O presidente dos Estados Unidos, Donald Trump, voltou a colocar a Groenlândia no centro das atenções internacionais ao defender publicamente que o país adquira o território autônomo ligado ao Reino da Dinamarca. A proposta, que já havia surgido em seu primeiro mandato, reacende debates jurídicos, diplomáticos e históricos sobre a possibilidade de um Estado “comprar” outro.
O que diz o Direito
De acordo com especialistas em Direito Internacional, a Constituição norte-americana admite a incorporação de territórios estrangeiros por meios pacíficos, desde que por meio de tratado internacional aprovado por dois terços do Senado e com autorização do Congresso para o uso de recursos públicos. No entanto, mesmo que a Dinamarca aceitasse negociar, o cenário político atual torna improvável a aprovação da medida, já que parte significativa da bancada republicana se opõe à ideia.

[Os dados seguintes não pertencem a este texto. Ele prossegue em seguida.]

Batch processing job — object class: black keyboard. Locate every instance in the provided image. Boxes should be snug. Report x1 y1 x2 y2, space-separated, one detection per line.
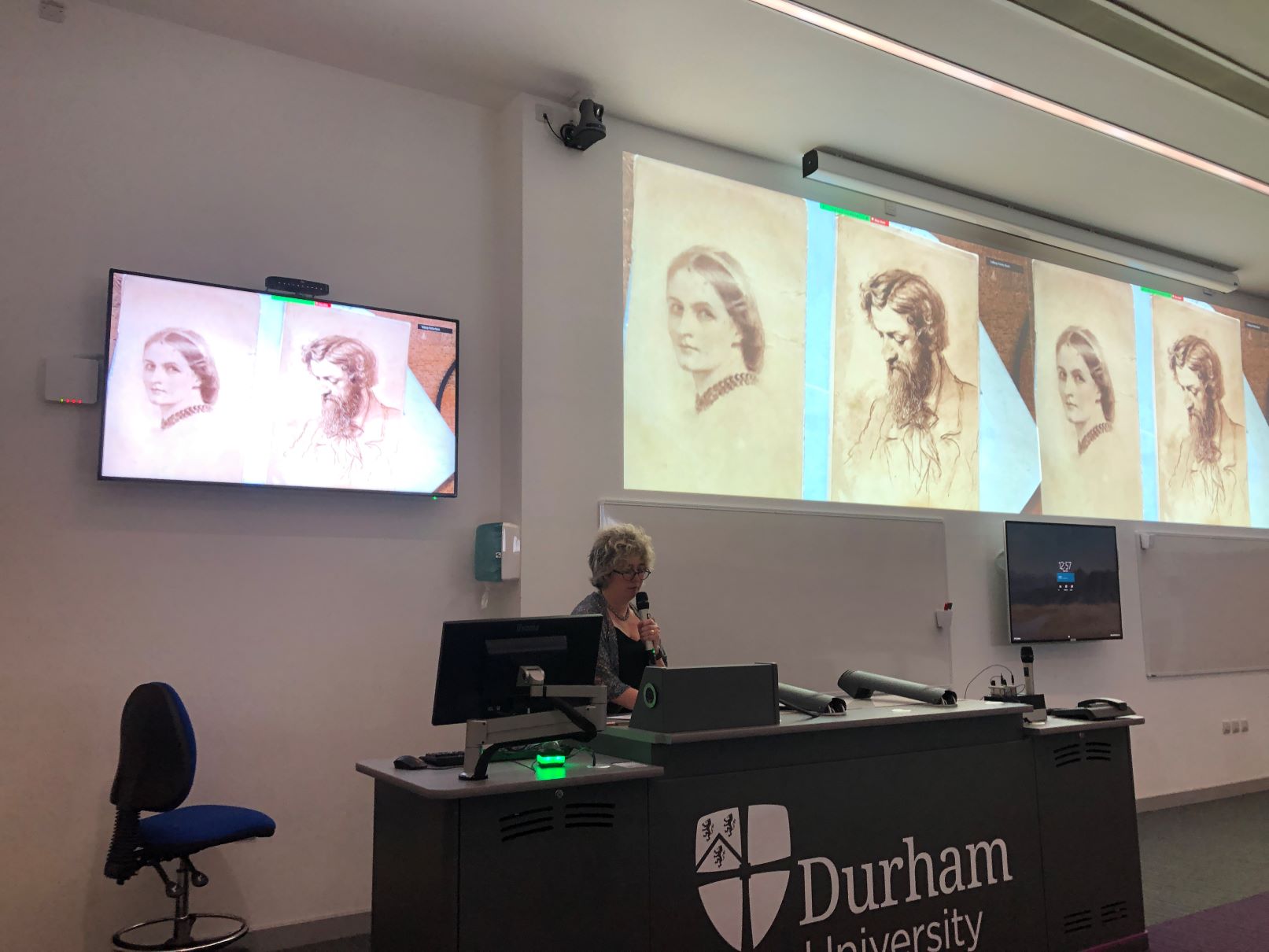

Além disso, qualquer tentativa coercitiva — seja por uso da força militar ou por pressão econômica, como tarifas comerciais — configuraria violação grave ao Direito Internacional e à Carta das Nações Unidas, que proíbe ameaças ou uso da força nas relações entre Estados.
Interesse antigo
O desejo norte-americano pela Groenlândia não é novo. Já no século XIX, o secretário de Estado William H. Seward cogitou a compra da ilha, e em 1946 o presidente Harry Truman ofereceu US$ 100 milhões em ouro pelo território, proposta rejeitada pela Dinamarca. Em 2019, Trump comparou a transação a um grande negócio imobiliário, mas novamente recebeu resposta negativa de Copenhague e das autoridades groenlandesas.

Precedentes históricos
A história registra diversos episódios de expansão territorial por meio de compra ou negociação:
- Louisiana (1803): adquirida da França por US$ 15 milhões.
- Flórida (1821): cedida pela Espanha pelo Tratado Adams–Onís.
- Alasca (1867): comprado da Rússia por US$ 7,2 milhões.
- Ilhas Virgens Americanas (1916): vendidas pela Dinamarca por US$ 25 milhões em ouro.
Na Europa, também houve casos semelhantes, como a cessão da Córsega pela República de Gênova à França em 1768 e a venda de ilhas espanholas no Pacífico ao Império Alemão em 1899.
O caso brasileiro
O Brasil também viveu episódio de incorporação territorial: em 1903, o Acre foi anexado por meio do Tratado de Petrópolis, após intensos conflitos com a Bolívia. O acordo envolveu pagamento de indenização e concessões territoriais, além do compromisso de construir a ferrovia Madeira–Mamoré.
A proposta de Trump de comprar a Groenlândia se insere em uma longa tradição de negociações territoriais, mas enfrenta barreiras jurídicas, políticas e diplomáticas significativas. Mais do que uma questão de soberania, o debate expõe como interesses estratégicos e econômicos continuam a moldar a geopolítica global.